You just made my brain reboot. How does that make any sense?




Because the easy thing to do would be to simply laugh along with his story and miss the larger problems he is skating around. That'd just reinforce the bad attitude. He needs somebody to say look, crappy jobs are part of life, if you want to have a better career instead of keeping a list of gripes learn some interpersonal and professional skills and don't do this again. It's not something to praise. You deserve better.

I guess why I'm harsher than usual on this article is that consulting is basically being somebody's smart friend for money. They pay you, and you're supposed to put their interests above your own for a period of time (within reason, of course). Friends don't keep running lists of grievances against each other -- it's counterproductive and it makes interpersonal progress damn near impossible.

I have a good friend who I went to school with. He is a card-carrying conservative evangelical holy-roller. Even became a minister. He also does network and server administration. His current gig? Working as network admin inside the beltway for one of the most liberal, anti-religious organizations on the planet (You'd instantly recognize the name)

Does he keep a list of how offensive these people are to him? Not at all. His job is to put their interests first and to take care of them as a friend. They like him so much he's been there over ten years and moved up a couple of spots.

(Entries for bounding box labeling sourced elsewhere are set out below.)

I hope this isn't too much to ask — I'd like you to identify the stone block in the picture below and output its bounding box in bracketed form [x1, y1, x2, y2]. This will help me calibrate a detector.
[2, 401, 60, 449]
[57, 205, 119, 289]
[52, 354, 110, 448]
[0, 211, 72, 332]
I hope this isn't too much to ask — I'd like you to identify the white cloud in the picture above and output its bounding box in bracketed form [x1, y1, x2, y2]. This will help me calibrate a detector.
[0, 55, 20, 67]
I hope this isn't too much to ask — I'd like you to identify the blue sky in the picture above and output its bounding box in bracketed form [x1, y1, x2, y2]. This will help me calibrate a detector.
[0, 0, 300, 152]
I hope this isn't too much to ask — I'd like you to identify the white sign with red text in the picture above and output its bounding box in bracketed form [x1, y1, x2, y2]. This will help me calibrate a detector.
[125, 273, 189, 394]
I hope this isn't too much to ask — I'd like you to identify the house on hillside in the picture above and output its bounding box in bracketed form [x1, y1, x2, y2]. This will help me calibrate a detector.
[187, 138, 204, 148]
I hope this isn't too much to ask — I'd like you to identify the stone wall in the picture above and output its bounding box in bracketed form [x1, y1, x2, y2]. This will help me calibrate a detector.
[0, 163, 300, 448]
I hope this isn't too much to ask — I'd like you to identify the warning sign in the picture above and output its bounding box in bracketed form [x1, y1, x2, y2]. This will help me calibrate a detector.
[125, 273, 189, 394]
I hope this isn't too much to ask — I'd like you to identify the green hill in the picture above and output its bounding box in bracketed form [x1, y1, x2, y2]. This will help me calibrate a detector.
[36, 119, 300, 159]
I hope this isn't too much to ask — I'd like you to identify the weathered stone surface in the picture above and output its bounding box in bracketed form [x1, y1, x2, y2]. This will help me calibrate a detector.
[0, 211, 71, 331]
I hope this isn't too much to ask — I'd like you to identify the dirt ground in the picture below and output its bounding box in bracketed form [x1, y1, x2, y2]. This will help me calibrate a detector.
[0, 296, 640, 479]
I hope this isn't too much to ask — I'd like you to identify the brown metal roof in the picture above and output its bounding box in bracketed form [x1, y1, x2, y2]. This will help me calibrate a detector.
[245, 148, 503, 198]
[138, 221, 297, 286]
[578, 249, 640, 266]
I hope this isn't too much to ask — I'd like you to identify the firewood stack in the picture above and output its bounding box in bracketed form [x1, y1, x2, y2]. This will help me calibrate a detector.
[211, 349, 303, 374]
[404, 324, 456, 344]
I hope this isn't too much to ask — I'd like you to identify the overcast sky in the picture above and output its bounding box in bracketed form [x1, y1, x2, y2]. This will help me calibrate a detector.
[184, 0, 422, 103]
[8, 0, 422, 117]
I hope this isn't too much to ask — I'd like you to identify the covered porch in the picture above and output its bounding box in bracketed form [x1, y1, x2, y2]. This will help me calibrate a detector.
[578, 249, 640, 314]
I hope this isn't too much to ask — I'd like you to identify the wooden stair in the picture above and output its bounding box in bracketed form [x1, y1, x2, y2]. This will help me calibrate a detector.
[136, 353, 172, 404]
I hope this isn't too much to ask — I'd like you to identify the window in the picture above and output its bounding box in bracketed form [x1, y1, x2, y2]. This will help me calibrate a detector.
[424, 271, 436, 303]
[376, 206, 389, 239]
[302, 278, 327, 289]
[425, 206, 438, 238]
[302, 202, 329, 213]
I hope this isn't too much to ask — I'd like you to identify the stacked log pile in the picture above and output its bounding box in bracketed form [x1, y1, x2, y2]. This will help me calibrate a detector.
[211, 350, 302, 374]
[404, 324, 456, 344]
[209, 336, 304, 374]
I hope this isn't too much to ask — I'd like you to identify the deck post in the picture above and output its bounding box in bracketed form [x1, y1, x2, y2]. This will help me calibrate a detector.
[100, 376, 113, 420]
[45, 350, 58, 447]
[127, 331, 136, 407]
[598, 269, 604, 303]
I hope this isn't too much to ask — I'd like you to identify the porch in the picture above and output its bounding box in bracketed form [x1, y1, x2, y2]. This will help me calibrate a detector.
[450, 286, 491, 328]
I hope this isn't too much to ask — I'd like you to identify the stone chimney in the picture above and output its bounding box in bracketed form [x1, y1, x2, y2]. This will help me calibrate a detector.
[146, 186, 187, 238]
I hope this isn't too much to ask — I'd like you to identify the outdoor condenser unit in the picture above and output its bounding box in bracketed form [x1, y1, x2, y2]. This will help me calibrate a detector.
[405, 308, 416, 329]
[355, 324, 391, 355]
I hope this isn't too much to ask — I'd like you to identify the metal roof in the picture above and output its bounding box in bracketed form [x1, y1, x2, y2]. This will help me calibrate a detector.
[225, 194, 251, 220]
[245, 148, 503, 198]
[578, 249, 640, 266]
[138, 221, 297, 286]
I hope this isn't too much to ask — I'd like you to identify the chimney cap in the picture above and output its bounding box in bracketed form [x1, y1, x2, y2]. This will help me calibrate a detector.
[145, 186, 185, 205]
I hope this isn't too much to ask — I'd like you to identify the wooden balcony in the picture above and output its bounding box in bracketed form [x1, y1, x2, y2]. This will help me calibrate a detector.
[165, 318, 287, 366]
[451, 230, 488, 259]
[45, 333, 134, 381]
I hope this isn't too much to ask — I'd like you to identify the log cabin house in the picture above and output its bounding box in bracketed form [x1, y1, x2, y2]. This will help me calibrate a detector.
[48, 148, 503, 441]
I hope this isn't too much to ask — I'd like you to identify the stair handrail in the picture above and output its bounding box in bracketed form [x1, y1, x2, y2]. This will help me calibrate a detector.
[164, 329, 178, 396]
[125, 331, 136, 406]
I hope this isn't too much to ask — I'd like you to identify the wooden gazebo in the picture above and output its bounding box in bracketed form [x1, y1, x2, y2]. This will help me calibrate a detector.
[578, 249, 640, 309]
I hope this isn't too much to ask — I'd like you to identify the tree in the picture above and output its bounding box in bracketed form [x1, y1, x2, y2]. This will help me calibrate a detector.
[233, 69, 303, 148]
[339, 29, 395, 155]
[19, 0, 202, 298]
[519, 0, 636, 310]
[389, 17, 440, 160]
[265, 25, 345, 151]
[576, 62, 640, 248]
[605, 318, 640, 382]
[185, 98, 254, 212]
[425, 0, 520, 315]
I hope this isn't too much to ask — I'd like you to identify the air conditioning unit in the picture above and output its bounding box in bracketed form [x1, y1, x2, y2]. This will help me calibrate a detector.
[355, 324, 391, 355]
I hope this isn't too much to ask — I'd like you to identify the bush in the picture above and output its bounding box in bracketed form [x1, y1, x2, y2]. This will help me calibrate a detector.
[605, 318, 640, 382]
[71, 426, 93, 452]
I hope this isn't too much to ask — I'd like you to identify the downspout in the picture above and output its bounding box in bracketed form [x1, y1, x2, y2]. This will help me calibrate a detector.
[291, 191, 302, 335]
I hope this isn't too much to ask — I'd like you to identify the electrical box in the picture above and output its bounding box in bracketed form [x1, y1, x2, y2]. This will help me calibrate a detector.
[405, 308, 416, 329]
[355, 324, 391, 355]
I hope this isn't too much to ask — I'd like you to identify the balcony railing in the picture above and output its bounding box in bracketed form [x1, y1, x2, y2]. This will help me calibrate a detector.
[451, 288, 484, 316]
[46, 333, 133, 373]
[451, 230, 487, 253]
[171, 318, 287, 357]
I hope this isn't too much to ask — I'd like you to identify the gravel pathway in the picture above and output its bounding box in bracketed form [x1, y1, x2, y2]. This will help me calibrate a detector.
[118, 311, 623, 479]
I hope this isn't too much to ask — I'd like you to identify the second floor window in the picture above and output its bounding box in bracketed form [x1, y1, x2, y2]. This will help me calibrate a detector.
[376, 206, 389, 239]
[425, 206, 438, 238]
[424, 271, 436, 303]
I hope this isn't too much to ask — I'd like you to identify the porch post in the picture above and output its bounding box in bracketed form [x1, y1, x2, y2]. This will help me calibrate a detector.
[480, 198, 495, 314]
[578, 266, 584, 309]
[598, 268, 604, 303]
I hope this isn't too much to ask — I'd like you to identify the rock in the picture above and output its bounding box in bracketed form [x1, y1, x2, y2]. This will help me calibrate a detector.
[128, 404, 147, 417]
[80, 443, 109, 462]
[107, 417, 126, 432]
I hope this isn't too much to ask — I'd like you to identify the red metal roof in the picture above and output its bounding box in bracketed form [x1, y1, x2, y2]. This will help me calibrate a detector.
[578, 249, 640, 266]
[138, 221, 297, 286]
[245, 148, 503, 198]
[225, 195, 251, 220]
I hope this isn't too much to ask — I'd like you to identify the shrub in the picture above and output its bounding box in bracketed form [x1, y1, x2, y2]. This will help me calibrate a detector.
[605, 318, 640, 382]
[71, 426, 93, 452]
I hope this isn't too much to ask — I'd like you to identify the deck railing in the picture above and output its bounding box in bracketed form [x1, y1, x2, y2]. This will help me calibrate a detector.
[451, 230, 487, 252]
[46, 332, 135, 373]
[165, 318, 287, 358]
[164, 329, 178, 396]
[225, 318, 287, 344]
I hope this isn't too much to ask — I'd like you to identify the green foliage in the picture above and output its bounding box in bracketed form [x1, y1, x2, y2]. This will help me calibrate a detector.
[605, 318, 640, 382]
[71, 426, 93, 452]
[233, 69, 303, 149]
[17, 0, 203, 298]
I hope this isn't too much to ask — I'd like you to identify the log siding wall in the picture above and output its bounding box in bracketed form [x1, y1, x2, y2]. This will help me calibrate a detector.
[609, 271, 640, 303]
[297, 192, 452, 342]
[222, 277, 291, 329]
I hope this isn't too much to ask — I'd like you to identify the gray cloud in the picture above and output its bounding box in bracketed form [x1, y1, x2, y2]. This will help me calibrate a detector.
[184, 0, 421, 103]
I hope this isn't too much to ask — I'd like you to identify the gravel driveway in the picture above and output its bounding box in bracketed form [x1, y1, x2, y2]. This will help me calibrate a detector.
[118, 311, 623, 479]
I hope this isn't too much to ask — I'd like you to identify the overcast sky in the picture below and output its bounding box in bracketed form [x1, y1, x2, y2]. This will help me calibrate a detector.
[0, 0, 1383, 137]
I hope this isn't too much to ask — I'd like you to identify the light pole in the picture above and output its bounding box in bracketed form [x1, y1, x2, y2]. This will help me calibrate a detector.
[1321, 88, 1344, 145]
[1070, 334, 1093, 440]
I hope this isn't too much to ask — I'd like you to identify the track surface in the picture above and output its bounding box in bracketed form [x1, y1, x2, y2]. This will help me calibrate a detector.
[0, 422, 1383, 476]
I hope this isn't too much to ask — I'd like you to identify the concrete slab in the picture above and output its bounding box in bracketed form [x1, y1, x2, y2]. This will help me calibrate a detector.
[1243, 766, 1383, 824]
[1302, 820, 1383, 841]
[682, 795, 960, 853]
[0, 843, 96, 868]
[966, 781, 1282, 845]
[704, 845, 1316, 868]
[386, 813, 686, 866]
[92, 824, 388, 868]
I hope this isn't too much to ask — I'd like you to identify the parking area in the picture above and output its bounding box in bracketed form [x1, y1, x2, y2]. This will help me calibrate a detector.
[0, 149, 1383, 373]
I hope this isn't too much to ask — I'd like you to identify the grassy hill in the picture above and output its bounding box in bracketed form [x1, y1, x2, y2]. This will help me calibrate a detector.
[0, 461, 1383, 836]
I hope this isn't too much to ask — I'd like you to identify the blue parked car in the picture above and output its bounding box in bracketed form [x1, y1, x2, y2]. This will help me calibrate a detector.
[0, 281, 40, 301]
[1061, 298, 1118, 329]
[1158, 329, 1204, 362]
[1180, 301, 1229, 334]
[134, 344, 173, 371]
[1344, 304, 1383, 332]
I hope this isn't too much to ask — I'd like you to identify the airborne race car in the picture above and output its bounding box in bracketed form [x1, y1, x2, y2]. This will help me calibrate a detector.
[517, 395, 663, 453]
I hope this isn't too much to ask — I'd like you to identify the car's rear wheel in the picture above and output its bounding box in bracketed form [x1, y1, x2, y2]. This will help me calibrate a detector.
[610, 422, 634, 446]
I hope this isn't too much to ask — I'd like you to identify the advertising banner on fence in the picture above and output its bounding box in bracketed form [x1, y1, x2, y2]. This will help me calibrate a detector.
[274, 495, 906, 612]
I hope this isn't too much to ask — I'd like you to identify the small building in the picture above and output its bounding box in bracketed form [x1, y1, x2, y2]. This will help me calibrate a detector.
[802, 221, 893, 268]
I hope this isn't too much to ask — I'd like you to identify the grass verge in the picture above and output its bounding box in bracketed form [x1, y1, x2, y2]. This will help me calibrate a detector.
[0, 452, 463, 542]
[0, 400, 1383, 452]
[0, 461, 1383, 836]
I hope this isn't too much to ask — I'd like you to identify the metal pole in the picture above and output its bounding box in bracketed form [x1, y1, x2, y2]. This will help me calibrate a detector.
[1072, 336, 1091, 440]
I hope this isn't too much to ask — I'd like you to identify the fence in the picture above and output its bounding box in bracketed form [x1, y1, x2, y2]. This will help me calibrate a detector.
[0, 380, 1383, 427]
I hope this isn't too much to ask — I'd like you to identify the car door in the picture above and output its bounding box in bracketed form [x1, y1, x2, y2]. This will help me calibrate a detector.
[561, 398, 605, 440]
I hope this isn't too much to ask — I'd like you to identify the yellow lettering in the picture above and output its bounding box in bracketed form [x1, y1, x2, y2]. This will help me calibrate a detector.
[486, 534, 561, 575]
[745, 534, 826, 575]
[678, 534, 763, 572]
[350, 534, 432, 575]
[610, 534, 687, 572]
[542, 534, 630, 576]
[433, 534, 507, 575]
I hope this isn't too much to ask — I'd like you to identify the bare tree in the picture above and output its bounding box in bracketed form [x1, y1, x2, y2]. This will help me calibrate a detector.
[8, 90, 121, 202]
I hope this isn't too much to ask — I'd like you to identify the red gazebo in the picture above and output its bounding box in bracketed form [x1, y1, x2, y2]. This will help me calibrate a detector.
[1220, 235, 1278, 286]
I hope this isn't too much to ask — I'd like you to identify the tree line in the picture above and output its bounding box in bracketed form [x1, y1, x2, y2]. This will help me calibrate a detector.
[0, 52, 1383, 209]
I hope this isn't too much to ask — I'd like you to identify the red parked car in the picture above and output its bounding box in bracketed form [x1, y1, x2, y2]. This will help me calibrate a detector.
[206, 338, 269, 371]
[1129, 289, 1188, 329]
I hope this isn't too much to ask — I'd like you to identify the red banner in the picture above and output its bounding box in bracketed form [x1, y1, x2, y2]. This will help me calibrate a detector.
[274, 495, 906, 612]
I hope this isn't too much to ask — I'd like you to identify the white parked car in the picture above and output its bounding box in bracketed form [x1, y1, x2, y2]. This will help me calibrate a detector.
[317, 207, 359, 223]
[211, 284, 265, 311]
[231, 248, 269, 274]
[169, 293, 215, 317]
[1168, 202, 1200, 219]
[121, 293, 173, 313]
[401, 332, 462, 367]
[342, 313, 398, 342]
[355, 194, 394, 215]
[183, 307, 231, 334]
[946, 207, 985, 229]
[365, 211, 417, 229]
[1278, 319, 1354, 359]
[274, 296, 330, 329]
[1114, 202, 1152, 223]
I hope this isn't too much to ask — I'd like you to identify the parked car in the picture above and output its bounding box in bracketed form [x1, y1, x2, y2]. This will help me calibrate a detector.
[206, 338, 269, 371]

You learn to deal with adverse conditions without holding grudges, keeping logs, or keeping it all inside. That's not an easy lesson to learn, but it's critical. I was trying to cut the guy some slack by pointing out that facing your problems and growing from them is the better way long-term. You don't want to get into a pattern where you're the smart genius and all the gigs you've worked were full of barely functional morons. That's Dilbert, not real life.

Sorry about running on so long. It just got under my skin as a professional skills thing. Everybody has war stories, but you tell them knowing that from the other side, you were the moron. I didn't see that.

EDIT: "Giving somebody a break"= doing the harder thing for you to do which results in the easier path for the person involved.